Factors that antimicrobial resistance in food systems: a participatory modelling approach
Bibliographic record
Abstract
Abstract Background Antimicrobial resistance (AMR) emerges from a complex web of factors; understanding their dynamics is key to determining sustainable solutions. Thus, we aimed to create a model of the diverse factors influencing AMR in two food systems and model the impacts of interventions. Methods We built a causal loop diagram (CLD) of the factors driving AMR in the food chain via 4 participatory workshops (2 in Sweden; 2 in Malaysia) with diverse stakeholders.
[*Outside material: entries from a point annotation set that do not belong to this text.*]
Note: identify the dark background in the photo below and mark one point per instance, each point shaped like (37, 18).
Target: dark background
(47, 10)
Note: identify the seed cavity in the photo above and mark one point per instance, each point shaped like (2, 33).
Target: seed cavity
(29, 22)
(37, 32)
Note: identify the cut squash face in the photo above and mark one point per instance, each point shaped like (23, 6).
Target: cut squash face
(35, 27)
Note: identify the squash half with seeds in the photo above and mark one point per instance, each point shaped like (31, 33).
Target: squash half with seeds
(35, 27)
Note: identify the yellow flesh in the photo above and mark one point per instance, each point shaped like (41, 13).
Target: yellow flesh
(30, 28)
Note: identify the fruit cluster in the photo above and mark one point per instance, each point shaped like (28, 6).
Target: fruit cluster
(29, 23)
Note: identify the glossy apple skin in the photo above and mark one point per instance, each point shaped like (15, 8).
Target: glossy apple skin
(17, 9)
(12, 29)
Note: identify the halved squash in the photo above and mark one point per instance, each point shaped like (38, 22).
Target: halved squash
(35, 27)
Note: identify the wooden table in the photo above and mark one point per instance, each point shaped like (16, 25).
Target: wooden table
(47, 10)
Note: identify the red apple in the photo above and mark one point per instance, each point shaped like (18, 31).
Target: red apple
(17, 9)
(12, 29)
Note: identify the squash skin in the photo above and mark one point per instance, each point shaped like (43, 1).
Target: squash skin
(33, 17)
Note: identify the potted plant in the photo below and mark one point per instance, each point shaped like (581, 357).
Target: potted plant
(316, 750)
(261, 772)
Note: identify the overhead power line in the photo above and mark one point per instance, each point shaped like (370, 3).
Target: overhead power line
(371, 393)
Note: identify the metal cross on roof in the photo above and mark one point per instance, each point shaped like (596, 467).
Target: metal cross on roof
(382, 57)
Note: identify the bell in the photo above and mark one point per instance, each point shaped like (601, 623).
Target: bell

The CLD became the structure of a compartmental model, which was populated using data from multiple sources (e.g., interviews, surveillance data). Using fuzzy set theory, quantitative and qualitative data were converted to categorical variables. The compartmental model was created in AnyLogic and was used to test how expert-selected solutions (e.g., taxation) might impact AMR under different scenarios. Results Factors identified as influencing AMR across Europe and Southeast Asia clustered around key themes: on-farm (e.g., biosecurity); social (e.g., consumer demand); research (e.g., alternatives to antimicrobials [AMs]); economic (e.g., agricultural production levels); policy (e.g., trade agreements); and environment (e.g., waste management). Differences were identified between regions, for example, regulations and standards regarding imports or food safety were more relaxed in Southeast Asia than in Europe. Identified interventions included: AMR education in schools, training diverse stakeholders in AM stewardship, increased on-farm biosecurity measures to limit disease and the need for AMs, and taxing AM-containing products. Conclusions Our model captured a range of multi-level, interlinked factors that impact AMR in the European and Southeast Asian food system contexts. Preliminary findings suggest that different principles need to be cultivated (e.g., polycentric governance, cross-sector partnerships) to ensure that interventions addressing AMR are sustainable over time. Key messages Our study visually characterized the interlinked factors that impact AMR transmission and emergence in food systems. Our approach provides a tool to model impacts of potential interventions.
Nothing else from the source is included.